Earlier this week I learned from the NASA website that Konrad Dannenberg died on Monday at the age of 96. Dannenberg was a key member of Wernher von Braun’s original engineering team that developed the hardware and processes which enabled humans to reach the moon.
While attending the adult version of Space Camp in Huntsville in late 2002 and early 2003, I had the pleasure of meeting Dannenberg and talking with him about his experiences. We spoke at length about his work on various launch systems for NASA, including the Redstone — which lifted the first American astronauts into space — and the Saturn V which carried the first humans to the moon. Dannenberg told me how, at the request of Wernher von Braun, he started and managed the development of the Saturn V (which still holds the title of “largest rocket ever built”).
Dannenberg also spoke somewhat guardedly about his time at Peenemünde, Germany (site of the development of the V‑2 rocket during World War II) and his work developing the engines that propelled the V‑2. At the time I met him in 2002, there was still much speculation about whether the glowing Foo Fighters observed shadowing Allied planes during the war were some sort of German weapon prototype, and I asked Dannenberg if he had any knowledge of such an usual flying weapon. He replied that while he had no firsthand knowledge of such a weapon, the descriptions of the Foo Fighters were in line with some of the German aviation projects he had indirectly heard about.
Interestingly, I’ve never read other comments from Dannenberg anywhere else about the Foo Fighter phenomena and his belief that Foo Fighters could have been of German origin. That fact leads me to conclude that either Dannenberg was pulling my leg, or that I had inadvertently coaxed a small piece of history out of him.

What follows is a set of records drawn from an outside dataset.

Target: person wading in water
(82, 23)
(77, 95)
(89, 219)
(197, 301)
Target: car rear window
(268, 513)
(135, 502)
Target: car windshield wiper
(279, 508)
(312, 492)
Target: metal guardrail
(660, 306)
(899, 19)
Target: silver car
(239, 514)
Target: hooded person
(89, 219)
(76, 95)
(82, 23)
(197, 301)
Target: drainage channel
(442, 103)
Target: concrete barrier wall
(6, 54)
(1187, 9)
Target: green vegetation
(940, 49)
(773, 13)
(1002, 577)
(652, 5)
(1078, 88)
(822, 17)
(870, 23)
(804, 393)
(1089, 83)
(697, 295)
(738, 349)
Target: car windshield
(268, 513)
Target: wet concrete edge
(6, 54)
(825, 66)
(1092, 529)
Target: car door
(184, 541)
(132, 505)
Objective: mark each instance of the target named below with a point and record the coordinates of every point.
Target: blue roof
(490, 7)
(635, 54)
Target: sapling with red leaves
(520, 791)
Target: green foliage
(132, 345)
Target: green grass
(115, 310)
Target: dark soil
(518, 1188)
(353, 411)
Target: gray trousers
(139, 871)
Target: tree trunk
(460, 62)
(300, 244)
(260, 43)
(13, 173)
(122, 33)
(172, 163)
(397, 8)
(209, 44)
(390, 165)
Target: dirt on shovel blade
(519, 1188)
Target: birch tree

My short time with Dannenberg left me with the impression of an understated engineering genius and someone who enthusiastically believed that humankind’s greatest journeys into space still lie ahead of us. (My most prized possession from meeting Dannenberg is a book he autographed containing artist’s depictions of the spacecraft that will carry us to Mars and beyond.) Given the critical role he played in the first 50 years of humans in space, Konrad Dannenberg truly was one of the great rocketmen.